— Ух ты! И верно, много. Расписку дали?
— А как же, благодарность объявили. И расписку по всей форме вручили. Акт, вот смотри. — Косило протянул документ с гербовой печатью. — Полный порядок. Читай…
Павел Семенчук внимательно прочитал всё, и подписи тоже.
«Акт подписали: управляющий Шкловским отделением госбанка З. Сигалов, главбух А. Козловский, старший кассир М. Воробьева. 31 июля 1941 года».
Зеленоватые, красноватые, серые листки, расчерченные на аккуратные квадраты. В годы войны они были буквально жизнью для каждого городского жителя. Теперь же их можно увидеть только в музеях. Если бы эти бумажки могли вдруг заговорить, ты услыхал бы суровую историю о том, что они впервые появились 1 июля 1941 года. В этот день московские газеты опубликовали сообщение Московского Совета о введении в городе карточной системы торговли хлебом, мясом, сахаром, крупами, жирами и промышленными товарами, одеждой, обувью.

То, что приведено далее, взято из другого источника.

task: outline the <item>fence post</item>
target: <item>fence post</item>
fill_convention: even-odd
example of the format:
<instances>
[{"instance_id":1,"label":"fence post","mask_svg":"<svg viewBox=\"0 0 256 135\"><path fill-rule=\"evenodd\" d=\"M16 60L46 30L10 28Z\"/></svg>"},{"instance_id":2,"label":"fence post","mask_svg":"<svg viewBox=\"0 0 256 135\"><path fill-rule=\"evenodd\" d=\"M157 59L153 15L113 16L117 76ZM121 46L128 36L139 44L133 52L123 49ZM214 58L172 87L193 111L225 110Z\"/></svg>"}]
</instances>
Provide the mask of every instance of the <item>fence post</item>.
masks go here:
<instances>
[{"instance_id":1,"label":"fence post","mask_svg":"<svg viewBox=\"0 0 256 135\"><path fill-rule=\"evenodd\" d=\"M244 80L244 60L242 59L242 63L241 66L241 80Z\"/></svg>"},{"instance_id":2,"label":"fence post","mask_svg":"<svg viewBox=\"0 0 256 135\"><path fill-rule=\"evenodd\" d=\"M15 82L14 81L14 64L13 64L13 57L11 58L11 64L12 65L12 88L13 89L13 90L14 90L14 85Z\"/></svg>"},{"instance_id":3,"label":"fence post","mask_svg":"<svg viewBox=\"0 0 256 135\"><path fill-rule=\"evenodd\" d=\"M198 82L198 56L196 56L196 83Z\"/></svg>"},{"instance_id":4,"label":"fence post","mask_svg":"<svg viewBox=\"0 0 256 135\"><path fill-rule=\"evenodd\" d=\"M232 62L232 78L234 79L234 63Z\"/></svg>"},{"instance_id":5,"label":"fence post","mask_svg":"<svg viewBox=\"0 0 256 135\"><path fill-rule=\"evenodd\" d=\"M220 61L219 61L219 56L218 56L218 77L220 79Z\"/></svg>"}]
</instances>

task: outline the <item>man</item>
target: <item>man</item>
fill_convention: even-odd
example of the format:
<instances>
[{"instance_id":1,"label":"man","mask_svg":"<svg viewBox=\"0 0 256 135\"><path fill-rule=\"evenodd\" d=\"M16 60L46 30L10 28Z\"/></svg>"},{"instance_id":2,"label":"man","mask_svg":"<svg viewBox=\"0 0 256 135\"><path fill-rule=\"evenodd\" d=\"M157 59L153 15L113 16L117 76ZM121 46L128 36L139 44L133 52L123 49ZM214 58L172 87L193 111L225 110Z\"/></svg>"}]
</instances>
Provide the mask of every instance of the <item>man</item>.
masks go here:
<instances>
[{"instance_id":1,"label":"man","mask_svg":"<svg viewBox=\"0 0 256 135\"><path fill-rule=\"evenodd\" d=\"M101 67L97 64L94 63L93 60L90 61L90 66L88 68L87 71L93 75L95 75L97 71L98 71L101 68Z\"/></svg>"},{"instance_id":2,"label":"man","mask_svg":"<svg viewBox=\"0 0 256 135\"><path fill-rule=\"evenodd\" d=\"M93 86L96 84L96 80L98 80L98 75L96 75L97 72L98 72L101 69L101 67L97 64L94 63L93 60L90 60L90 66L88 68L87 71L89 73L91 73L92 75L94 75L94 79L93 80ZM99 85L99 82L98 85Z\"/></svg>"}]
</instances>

Это была вынужденная мера. Она означала, что с этого дня страна переходит на строгий режим экономии. Как никогда, надо было беречь каждый килограмм хлеба, так необходимого для воинов Красной Армии, для тружеников тыла, для нашей победы.
Дневная норма хлеба для рабочих и инженерно-технических работников устанавливалась 800 граммов, для служащих — 600 граммов, а для неработающих и детей до 12 лет — 400 граммов. Рабочим полагалось на месяц: крупы — 2 килограмма, сахару — 1,5 килограмма, мяса — 2,2 килограмма, рыбы — 1 килограмм, жира — 800 граммов. Для служащих, неработающих и детей нормы были значительно ниже. Что делать? Это было все, чем тогда располагало государство. Хлеб и другие продукты можно было купить по карточкам не в любом, а только в определенном магазине, к которому был прикреплен человек.
Скромные пестренькие бумажки. Побежал Ленька с ними в булочную. А на улице столько интересного: красноармейцы с винтовками в строю идут, кони пушки тянут, аэростаты воздушного заграждения… Мальчишка отщипывал корочку от теплой еще буханки хлеба — хлеб такой вкусный! — засмотрелся на пушки. А хлебные талоны мимо кармана сунул. Лишь дома обнаружил, что карточек нет. Потерял.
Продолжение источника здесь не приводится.